Next week’s big Balthayock birthday party will celebrate a Charolais breed milestone and half a century of renowned pedigree stockmanship in the Sidlaws.
A prime Charolais heifer is quietly maturing at the butcher, three lambs will be cooked Argentinian-style over an open fire and 300 invited guests will enjoy a post-lunch tractor-trailer tour of the Perthshire farm’s 1,500 acres.
Major David Walter’s “wonderful adventure” with Charolais cattle began 50 years ago, yet despite his undoubted success with the breed, he says he is still “just half way there” in his quest for the ultimate herd.
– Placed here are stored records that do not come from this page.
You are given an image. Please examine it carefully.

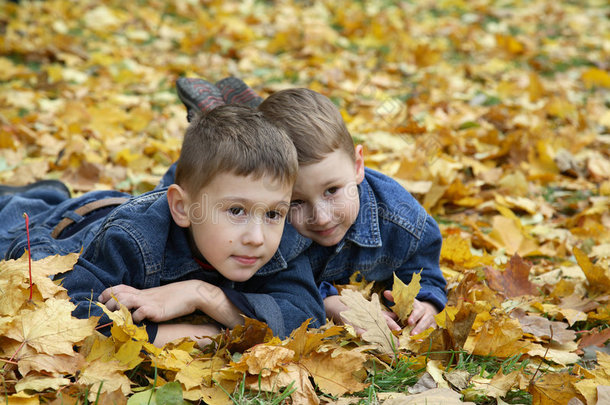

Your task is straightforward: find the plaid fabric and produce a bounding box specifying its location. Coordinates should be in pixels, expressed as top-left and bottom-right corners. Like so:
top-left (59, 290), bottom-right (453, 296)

top-left (216, 77), bottom-right (263, 108)
top-left (176, 77), bottom-right (225, 122)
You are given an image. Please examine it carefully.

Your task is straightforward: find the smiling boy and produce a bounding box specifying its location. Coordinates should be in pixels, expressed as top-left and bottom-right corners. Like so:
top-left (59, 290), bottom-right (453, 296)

top-left (176, 78), bottom-right (447, 334)
top-left (0, 106), bottom-right (324, 346)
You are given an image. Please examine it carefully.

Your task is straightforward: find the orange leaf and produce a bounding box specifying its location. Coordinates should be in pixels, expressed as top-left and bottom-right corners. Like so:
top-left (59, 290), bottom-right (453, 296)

top-left (485, 254), bottom-right (537, 298)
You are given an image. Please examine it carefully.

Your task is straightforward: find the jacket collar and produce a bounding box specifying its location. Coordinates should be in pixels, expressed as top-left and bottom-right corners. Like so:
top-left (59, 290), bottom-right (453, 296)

top-left (337, 177), bottom-right (382, 250)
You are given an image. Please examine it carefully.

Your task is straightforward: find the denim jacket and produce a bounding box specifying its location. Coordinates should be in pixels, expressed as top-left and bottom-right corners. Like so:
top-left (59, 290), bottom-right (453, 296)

top-left (0, 188), bottom-right (131, 260)
top-left (306, 169), bottom-right (447, 310)
top-left (0, 189), bottom-right (325, 341)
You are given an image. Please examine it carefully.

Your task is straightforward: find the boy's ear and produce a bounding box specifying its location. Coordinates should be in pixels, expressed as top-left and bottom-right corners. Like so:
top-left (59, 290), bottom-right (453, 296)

top-left (167, 184), bottom-right (191, 228)
top-left (354, 145), bottom-right (364, 184)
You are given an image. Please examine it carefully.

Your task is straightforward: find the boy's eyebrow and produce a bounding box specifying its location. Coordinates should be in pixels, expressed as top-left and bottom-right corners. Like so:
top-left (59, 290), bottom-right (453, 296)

top-left (220, 196), bottom-right (290, 207)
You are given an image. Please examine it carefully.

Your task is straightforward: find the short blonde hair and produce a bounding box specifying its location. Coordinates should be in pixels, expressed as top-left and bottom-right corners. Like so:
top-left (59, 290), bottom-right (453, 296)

top-left (176, 105), bottom-right (298, 194)
top-left (258, 88), bottom-right (355, 165)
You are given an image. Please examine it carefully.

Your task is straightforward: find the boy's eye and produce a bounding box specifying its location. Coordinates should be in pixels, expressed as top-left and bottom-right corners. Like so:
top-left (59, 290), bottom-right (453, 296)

top-left (267, 211), bottom-right (284, 221)
top-left (324, 187), bottom-right (339, 195)
top-left (228, 207), bottom-right (246, 216)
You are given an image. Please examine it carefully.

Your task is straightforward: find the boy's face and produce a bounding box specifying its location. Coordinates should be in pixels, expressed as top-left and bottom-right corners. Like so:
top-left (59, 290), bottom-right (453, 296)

top-left (290, 145), bottom-right (364, 246)
top-left (170, 173), bottom-right (291, 282)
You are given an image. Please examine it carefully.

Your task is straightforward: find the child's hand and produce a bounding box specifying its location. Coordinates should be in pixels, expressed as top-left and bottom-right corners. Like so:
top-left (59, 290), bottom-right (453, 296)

top-left (98, 280), bottom-right (200, 322)
top-left (324, 295), bottom-right (402, 335)
top-left (383, 290), bottom-right (438, 335)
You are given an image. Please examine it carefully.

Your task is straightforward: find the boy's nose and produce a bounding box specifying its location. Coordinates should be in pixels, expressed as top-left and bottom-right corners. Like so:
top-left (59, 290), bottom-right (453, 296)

top-left (244, 221), bottom-right (265, 246)
top-left (312, 203), bottom-right (332, 226)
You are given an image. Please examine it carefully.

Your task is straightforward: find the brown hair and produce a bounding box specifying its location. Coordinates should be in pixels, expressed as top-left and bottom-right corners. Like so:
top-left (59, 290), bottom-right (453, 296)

top-left (258, 88), bottom-right (355, 165)
top-left (176, 104), bottom-right (298, 194)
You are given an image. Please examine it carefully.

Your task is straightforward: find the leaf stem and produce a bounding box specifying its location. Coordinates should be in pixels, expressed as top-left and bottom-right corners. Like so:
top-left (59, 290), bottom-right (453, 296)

top-left (23, 212), bottom-right (33, 301)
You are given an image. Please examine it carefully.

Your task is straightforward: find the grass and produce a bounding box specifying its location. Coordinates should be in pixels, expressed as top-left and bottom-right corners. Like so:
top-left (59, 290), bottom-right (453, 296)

top-left (218, 374), bottom-right (296, 405)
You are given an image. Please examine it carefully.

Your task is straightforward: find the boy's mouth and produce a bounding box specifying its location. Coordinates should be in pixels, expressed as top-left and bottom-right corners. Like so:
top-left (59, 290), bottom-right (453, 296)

Sitting behind his desk in an office festooned with portraits of championship bulls, he talks warmly about 50 years of fun and getting the jigsaw pieces in the right places but adds: “Breeding cattle is a very slow process and you can’t do everything you’d like to do in one lifetime.”
The herd’s prices and honours are too many to mention – although winning the Royal Highland Show’s individual interbreed award last month was undoubtedly a day to remember – yet ask Maj Walter about the highs of the last 50 years and the response is modest.
“You can win a championship and sell a bull for a lot of money sometimes but that’s a moment of pleasure and satisfaction,” he says.
“The real achievement is getting the support from people who’ve bought our bulls and trusted us, and who can be sure what’s on the label is what they get. Perhaps that’s the lasting and satisfactory achievement, to find enthusiasm and belief in what we’re doing and build up a reputation for integrity.”
It all began when the old MacDonald Fraser mart in Perth put in a weighbridge for livestock.
“Instead of animals being sold on their nice big fluffy ears and being well presented, they were weighed, so I realised we had to be prepared and produce better cattle,” recalled Maj Walter.
“Charolais were just starting to come in, but I was working in London at the time so I had to sell the idea to my old friend and farm grieve, Hector Campbell – who responded by saying the day a Charolais walked on to the farm was the day he walked off. I had a bit of selling to do.”
They inseminated 20 commercial cows with Charolais genetics that year but 18 had Aberdeen-Angus calves because the bull was turned out a bit early. Nevertheless, when it came to the calf sale in Perth, an Angus made the top price, and the two Charolais crosses were next.
“That got Hector on board,” said Maj Walter.
They went together to the Royal Show that year and Hector chose a six-month-old calf, still at his mother’s side, as the herd’s foundation bull. It cost the Major 5,700gn, an astronomical price when his “good year in the city” bought him an Aston Martin for 4,600gn.
He said: “We felt like pioneers as it was the first Continental breed to come in to the UK. I was sold on them from the very beginning as they’re just really good cattle with terrific live weight gain.”
Maj Walter quickly adopted performance recording which was, he says, a “massive tool for the improvement of the genetic value of cattle”.
“We have been using the highest-rated bulls on the cows with the weakest figures to try to bring the whole herd up,” he said.
“All the information is used in conjunction with other Charolais cattle with the same parentage, so there’s an immense network. We are meticulous with figures but the penalty is that our birthweights are 3-4kg heavier than the national average because we put in exactly what they are.
“Commercial buyers are way ahead of pedigree breeders in adopting breed plans because pedigree breeders maybe put looks ahead of genetics by instinct, but the commercial buyer recognises a dead calf is a disaster so easy calving is needed – yet not without losing performance. My preferred breed for heifers is now a Charolais because I know how to select a bull that is safe.”
Invariably Maj Walter gives credit for the herd’s successes to the stocksmen and women who look after them. Firstly Hector Campbell and now Tracey and Davy Nicoll who are as dedicated to the animals as their employer.
He attributes most gratitude, however, to George Barton, the SAC adviser who taught him to farm and remains a great friend. They will all join him in celebrating 50 years of “fun, excitement and modest achievement”.